Ляшенко благодарно взглянул на комиссара и зашагал навстречу людскому потоку, выливавшемуся из узкой просеки на поляну. Утренний лес начал наполняться глухим, приглушенным клекотом, и Артему стало даже страшновато: как-то Данило управится с той многоголосой толпой, как заставит ее подчиниться собственной воле? Это ведь не пять, не десять человек, которых можно и перекричать. Но Ляшенко даже и не думал кричать. Он спокойно подозвал к себе несколько человек, так же спокойно и неторопливо, как это присуще людям, уверенным в себе, отдал приказания, которые сразу же стали передаваться из уст в уста, как огонь по сухой хвое. И уже через минуту каждый знал, что ему надлежит делать. Без лишних напоминаний и понуждений прибывшие распрягли коней, стреножили их, пустили пастись, потом закатили телеги в тень и стали устраивать себе под ними постели из веток. Кашевары тем временем распаковали свои не отягченные поклажей торбы, мигом собрали хворосту и принялись разводить в выкопанном ровике огонь.
Артем впервые видел Ляшенко в роли командира и был приятно поражен той легкостью и сноровкой, с которыми Данило распоряжался людьми. «Прирожденный вожак! Такому бы полками командовать, а его… Впрочем, будет еще водить Данило и полки, и дивизии. Вот выкарабкаемся из кровавых пеленок, и гитлеровцы почувствуют его руку!»
Артем не сомневался, что скоро, очень скоро ручьями потечет к ним из городов и сел народ и разрастется, превратится в крупную силу их отряд. Но он понимал также и то, что ему, человеку сугубо гражданскому, не под силу будет управлять этой массой.
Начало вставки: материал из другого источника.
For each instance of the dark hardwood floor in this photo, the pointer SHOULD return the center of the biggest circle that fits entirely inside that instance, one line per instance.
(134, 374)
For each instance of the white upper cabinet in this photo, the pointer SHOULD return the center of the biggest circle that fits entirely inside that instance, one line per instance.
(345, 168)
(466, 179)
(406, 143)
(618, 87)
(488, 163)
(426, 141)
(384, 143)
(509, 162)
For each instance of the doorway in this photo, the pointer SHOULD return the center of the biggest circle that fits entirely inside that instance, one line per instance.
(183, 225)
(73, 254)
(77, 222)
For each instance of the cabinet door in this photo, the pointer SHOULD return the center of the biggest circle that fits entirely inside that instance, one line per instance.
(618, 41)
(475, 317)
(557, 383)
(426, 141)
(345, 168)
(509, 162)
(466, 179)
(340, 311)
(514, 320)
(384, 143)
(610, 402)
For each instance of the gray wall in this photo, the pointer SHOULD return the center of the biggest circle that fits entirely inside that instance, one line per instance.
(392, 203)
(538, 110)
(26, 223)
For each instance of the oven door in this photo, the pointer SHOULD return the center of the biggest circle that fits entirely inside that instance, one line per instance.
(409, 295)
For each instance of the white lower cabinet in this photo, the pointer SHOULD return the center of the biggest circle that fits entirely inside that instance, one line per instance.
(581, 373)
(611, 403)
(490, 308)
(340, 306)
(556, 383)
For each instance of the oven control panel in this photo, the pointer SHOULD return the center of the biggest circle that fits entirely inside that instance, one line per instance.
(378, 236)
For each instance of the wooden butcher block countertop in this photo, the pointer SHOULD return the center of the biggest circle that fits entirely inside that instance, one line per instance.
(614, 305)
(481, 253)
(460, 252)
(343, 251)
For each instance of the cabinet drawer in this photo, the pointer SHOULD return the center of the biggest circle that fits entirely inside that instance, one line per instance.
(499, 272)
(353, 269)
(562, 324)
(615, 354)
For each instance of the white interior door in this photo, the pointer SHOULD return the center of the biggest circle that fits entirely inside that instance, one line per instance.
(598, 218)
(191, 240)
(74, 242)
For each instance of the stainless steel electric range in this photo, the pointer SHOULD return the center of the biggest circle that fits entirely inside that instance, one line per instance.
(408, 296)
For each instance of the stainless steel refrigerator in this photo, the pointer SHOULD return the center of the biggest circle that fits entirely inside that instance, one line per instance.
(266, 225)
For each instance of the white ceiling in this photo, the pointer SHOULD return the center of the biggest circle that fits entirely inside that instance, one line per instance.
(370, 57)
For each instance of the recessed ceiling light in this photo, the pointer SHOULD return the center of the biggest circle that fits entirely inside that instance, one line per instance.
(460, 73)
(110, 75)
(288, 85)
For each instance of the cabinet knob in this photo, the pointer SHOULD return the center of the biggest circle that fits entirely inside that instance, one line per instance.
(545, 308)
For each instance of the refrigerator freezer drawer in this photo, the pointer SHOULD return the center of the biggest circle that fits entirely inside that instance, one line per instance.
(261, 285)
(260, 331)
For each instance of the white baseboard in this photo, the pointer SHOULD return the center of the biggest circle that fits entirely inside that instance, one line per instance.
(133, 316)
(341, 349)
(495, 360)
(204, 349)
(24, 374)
Ведь для командования многосотенным партизанским объединением нужны специальные знания, опыт, нужен военный талант.
С такими мыслями он и подошел к Ляшенко, когда поляна обезлюдела.
— Почему не ложишься сам?
— Что-то не идет ко мне сон в последние дни. Столько всего навалилось…
— Но надо жить, Данило. Хочешь, ложись на мою постель?
— Лучше расскажи про Бородача. Вам удалось его устроить?
— Миколаевщане помогли.
Ляшенко метнул настороженный взгляд на комиссара.
— Тебе уже известна здешняя история?
— Василь рассказывал. Ваше счастье, что все так обошлось. Сгоряча миколаевщане могли порешить всех до одного.
— И, пожалуй, были бы правы, — грустно усмехнулся Артем. — Эх, Ефрем, Ефрем… У тебя, кстати, никаких сведений о нем?
— Ничего.
— Значит, в Бугринский лес он так и не заявлялся… Правда, я в этом нисколько и не сомневался.
— А что ему, собственно, возле озера делать? Посланные мной в лесничество хлопцы установили, что на следующее утро Ефрем наведался к Мокрине, пересел со своими спутниками на эсэсовский автомобиль и исчез. А нам велел через неделю направить туда связного…
— И ты направил?
— Конечно. Сейчас там Степан Галайда. У него с ногами после переходов плохо. Вот и послал его, чтобы заодно и немного отсиделся.
— Галайду надо немедленно вернуть! Слышишь, немедленно! Если только еще можно вернуть…
Ляшенко удивленно сощурился:
— Не пойму, что тебя тревожит. Я лично уверен: у Мокрины ему ничто не угрожает. Да и не можем мы бросить Одарчука на произвол судьбы. Без связного не скоро найдет он к нам дорогу.
— А ты считаешь, он этого жаждет?
— Не сомневаюсь.
— А вот я сомневаюсь. И боюсь, как бы та встреча не оказалась для нас последней. Что же касается Мокрины… что-то не нравится мне ее союз с Ефремом. С первого взгляда не понравился.
Данилова рука мягко касается плеча Артема.
— Ты просто переутомился. Ничего странного в том нет. Мокрина — это давняя Ефремова му́ка.
— Му́ка? — На губах Артема задрожала саркастическая усмешка.